Robert Kiyosaki Predicts Stock, Bond, Real Estate, and US Dollar Crash Due to Fed Rate Hikes
- The famous author of the best-selling book Rich Dad Poor Dad, Robert Kiyosaki, has warned that the Federal Reserve’s continued rate hikes will crash stocks, bonds, real estate, as well as the U.S. dollar. He expects the next crash to be the “$1 quadrillion derivatives market.”
- Raising interest rates will crash stocks, bonds, real estate, & $ U.S. dollar. Next crash: $1 quadrillion derivatives market. $1 quadrillion is $1 thousand trillion.
- Kiyosaki warned of bank runs before SVB failed, and spotted trouble at Credit Suisse.
- The “Rich Dad Poor Dad” author slammed the Fed for choking growth and eroding the US dollar’s value.
Full Story Robert Kiyosaki Predicts Stock, Bond, Real Estate, and US Dollar Crash
Robert Kiyosaki has issued a warning that soaring interest rates will lead to a collapse in asset prices. In a tweet on Thursday, the “Rich Dad Poor Dad” author stated that raising interest rates will result in crashes for stocks, bonds, real estate, the US dollar, and the derivatives market. The Federal Reserve raised its benchmark rate to over 4.75%, up from nearly 0% a year ago, in an effort to combat inflation.
However, higher rates discourage spending and raise borrowing costs, which reduces demand and increases the risk of a recession. Kiyosaki has criticized the Fed for both raising rates and flooding the economy with money to avoid a crash, and he has recommended investing in precious metals and cryptocurrency as a means of hedging against soaring prices and a weakening US dollar.
In February, he tweeted that advising people to save money and invest in a diverse range of stocks, bonds, mutual funds, and ETFs is a risky recommendation. Instead, he still advocates for gold, silver, and bitcoin as the best options for unstable times, even though their prices may fluctuate.
For over 18 months, the founder of The Rich Dad Company has been warning of a massive recession and market crash. Although these predictions have yet to materialize, some of his recent comments have proven accurate.
He tweeted about the possibility of bank runs on February 28, just over a week before Silicon Valley Bank faced a surge of withdrawals and was taken over by the federal government. He also correctly predicted on “Cavuto: Coast to Coast” on March 13 that Credit Suisse would be the next bank to collapse, and a deal was brokered for UBS to acquire the troubled bank by the Swiss government over the weekend.
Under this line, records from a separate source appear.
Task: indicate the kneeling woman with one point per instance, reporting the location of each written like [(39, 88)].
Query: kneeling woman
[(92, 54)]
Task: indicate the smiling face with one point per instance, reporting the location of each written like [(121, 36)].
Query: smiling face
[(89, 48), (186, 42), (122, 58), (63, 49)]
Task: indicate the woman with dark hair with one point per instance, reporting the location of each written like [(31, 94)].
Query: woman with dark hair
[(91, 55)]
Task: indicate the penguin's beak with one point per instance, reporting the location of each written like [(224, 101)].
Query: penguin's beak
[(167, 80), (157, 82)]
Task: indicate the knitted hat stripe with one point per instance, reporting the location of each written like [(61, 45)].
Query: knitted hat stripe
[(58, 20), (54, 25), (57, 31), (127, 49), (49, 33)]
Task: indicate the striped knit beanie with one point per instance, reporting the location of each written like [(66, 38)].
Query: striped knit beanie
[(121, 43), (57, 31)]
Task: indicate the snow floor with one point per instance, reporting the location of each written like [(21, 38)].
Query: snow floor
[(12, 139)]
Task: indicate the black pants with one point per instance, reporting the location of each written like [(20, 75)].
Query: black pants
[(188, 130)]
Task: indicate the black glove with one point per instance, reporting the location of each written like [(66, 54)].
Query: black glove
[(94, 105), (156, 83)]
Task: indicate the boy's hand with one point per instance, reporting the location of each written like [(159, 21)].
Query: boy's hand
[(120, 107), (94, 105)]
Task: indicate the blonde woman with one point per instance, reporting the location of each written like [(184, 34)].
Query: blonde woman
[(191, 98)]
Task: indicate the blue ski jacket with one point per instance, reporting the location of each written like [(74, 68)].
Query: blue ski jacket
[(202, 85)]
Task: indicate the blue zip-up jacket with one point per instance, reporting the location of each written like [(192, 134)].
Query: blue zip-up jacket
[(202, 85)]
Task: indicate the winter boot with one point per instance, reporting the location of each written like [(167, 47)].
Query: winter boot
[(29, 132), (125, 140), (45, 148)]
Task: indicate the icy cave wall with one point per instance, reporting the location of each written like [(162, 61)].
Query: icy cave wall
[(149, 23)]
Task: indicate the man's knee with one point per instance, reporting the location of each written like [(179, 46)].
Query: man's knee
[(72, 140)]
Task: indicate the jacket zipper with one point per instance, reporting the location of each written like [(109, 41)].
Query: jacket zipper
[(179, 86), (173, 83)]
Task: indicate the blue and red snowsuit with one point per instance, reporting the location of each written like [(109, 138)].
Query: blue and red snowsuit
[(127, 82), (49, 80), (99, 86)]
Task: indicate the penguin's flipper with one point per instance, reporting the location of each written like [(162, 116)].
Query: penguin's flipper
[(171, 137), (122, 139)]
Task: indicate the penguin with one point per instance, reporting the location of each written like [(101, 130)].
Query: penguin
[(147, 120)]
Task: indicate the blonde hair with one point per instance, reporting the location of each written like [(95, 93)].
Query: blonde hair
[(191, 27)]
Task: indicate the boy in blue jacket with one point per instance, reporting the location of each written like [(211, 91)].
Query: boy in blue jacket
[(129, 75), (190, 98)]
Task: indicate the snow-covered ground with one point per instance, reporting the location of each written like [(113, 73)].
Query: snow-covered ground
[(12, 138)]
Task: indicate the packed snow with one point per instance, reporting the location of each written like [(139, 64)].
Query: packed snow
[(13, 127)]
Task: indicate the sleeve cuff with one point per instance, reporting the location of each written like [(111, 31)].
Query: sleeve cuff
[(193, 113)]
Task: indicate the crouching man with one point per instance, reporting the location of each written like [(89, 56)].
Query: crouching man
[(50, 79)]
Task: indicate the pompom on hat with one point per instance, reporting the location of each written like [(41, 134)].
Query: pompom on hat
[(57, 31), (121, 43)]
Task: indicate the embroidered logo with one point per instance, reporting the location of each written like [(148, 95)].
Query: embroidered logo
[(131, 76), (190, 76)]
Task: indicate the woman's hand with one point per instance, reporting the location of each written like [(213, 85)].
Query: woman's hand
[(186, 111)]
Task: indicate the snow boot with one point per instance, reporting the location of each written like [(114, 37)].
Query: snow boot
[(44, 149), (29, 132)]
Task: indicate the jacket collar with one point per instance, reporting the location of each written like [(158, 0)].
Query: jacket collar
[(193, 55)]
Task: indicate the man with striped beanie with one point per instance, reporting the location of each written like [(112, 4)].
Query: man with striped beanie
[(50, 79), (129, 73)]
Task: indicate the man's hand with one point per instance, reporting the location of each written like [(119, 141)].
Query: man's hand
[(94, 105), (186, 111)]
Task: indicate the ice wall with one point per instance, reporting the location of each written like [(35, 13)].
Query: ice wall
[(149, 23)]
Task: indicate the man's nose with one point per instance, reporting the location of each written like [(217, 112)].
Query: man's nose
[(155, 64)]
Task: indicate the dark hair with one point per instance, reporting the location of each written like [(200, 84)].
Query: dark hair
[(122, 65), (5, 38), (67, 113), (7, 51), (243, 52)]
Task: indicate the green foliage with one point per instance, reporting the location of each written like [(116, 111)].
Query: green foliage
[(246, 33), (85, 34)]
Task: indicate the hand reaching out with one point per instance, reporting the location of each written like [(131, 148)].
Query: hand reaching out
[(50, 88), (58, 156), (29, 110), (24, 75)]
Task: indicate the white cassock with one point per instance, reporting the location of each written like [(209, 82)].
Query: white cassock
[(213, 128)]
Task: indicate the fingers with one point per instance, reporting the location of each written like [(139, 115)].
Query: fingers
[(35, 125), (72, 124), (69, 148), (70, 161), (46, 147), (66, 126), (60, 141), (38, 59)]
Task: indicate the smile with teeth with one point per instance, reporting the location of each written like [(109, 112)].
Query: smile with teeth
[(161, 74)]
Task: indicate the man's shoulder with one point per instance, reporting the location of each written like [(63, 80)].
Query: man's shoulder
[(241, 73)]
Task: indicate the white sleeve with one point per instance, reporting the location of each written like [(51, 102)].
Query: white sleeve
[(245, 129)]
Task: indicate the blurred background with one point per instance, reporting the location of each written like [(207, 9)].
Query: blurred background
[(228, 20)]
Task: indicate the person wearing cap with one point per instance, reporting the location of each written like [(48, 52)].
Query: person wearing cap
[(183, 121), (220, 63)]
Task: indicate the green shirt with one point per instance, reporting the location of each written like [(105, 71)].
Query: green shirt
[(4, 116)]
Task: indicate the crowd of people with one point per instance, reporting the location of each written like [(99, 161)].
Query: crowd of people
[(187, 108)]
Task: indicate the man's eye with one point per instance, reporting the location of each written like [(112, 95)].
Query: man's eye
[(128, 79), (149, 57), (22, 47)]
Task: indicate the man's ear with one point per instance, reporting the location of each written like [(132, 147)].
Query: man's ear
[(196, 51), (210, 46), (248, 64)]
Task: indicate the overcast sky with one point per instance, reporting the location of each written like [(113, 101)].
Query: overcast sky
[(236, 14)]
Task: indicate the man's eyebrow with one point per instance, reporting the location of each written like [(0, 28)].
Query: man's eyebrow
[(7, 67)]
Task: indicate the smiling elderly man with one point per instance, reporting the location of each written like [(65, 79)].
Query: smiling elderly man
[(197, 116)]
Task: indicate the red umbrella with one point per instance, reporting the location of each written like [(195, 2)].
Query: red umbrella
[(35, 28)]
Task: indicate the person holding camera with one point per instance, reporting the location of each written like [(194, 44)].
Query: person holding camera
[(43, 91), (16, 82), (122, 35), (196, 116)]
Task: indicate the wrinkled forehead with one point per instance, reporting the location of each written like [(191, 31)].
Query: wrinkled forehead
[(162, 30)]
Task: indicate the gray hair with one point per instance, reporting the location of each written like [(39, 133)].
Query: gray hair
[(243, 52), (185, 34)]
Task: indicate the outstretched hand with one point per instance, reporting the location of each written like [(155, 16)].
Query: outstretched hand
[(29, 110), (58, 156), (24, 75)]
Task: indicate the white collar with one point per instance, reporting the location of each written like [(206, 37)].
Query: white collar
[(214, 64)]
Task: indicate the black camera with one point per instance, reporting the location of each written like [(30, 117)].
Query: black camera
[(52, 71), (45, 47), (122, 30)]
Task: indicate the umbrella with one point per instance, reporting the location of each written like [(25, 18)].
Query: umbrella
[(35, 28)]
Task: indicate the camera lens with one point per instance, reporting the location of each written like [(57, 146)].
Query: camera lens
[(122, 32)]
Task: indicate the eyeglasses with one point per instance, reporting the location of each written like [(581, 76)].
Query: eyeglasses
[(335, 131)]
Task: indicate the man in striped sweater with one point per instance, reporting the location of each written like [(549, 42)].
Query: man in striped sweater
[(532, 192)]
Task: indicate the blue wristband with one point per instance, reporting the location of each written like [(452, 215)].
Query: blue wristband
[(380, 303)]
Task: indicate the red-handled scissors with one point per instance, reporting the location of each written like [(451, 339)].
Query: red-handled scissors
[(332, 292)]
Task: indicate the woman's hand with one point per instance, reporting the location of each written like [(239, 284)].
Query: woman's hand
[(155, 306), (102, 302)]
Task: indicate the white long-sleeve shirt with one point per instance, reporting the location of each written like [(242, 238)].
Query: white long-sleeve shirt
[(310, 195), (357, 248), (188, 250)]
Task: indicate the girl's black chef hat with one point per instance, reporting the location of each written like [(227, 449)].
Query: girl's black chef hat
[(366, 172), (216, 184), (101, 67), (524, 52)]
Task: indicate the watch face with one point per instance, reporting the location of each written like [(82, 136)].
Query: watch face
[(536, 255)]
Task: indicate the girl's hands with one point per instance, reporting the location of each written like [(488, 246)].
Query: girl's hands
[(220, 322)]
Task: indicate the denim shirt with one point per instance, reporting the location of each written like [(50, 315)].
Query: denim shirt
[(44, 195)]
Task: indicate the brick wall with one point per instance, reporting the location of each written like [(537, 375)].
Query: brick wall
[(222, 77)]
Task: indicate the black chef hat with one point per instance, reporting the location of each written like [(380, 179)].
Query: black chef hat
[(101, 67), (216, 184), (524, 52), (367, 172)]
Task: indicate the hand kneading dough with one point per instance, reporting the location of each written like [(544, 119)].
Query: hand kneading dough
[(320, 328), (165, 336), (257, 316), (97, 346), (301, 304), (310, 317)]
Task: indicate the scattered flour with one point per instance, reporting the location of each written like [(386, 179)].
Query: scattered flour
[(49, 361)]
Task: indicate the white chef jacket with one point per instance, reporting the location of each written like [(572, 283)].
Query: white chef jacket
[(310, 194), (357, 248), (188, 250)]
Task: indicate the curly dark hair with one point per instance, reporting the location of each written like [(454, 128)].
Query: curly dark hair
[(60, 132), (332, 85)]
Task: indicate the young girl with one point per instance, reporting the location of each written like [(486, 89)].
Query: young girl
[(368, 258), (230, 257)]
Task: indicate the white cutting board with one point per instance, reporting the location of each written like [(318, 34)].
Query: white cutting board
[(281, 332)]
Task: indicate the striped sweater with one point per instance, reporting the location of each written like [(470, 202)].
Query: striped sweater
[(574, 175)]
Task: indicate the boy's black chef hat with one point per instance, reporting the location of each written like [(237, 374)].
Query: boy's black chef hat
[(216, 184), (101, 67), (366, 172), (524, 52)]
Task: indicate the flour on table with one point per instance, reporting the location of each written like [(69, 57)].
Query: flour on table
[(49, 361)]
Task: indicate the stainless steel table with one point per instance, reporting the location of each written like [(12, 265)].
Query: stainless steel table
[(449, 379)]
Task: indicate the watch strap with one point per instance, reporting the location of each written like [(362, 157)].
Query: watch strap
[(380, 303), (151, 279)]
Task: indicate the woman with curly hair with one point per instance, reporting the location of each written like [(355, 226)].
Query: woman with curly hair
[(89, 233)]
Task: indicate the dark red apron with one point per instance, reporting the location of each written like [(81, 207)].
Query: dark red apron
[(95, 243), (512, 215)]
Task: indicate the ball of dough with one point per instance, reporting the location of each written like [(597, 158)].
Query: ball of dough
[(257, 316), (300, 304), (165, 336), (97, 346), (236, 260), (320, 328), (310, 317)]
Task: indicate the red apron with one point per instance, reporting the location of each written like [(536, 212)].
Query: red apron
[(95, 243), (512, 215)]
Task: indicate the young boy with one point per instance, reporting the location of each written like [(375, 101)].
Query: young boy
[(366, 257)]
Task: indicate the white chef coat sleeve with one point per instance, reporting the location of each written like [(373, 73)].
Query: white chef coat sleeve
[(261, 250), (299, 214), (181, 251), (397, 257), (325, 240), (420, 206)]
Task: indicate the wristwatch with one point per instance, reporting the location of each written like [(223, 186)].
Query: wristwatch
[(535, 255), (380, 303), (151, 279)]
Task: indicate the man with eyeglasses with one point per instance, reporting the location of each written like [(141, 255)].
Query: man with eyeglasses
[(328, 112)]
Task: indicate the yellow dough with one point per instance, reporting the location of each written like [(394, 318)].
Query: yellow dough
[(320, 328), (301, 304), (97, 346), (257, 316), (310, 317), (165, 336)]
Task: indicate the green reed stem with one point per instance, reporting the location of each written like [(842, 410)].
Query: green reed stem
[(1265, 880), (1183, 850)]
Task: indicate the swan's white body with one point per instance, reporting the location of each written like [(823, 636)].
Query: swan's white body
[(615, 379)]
Robert Kiyosaki has been warning about the possibility of a crash in stocks, bonds, real estate, and the U.S. dollar for some time now. Recently, he discussed the looming “crash landing” and predicted that bank bailouts would follow the collapse of major banks, such as Silicon Valley Bank and Signature Bank. He has also been outspoken about the demise of the U.S. dollar, which he referred to as “fake money.”
Furthermore, the author has predicted that the world economy is on the brink of collapse, warning of potential bank runs, frozen savings, and bail-ins. In February, Kiyosaki made the dire prediction that “everything will crash.” He has also stated that we are currently in a global recession and has raised concerns about soaring bankruptcies, unemployment, and homelessness.
These warnings from Kiyosaki come amidst a backdrop of economic uncertainty and instability, with the ongoing COVID-19 pandemic having caused significant disruption to global markets and economies. While some may view his predictions as alarmist, Kiyosaki’s warnings serve as a stark reminder of the potential risks associated with investing and the need for proper financial planning and preparation in times of economic volatility.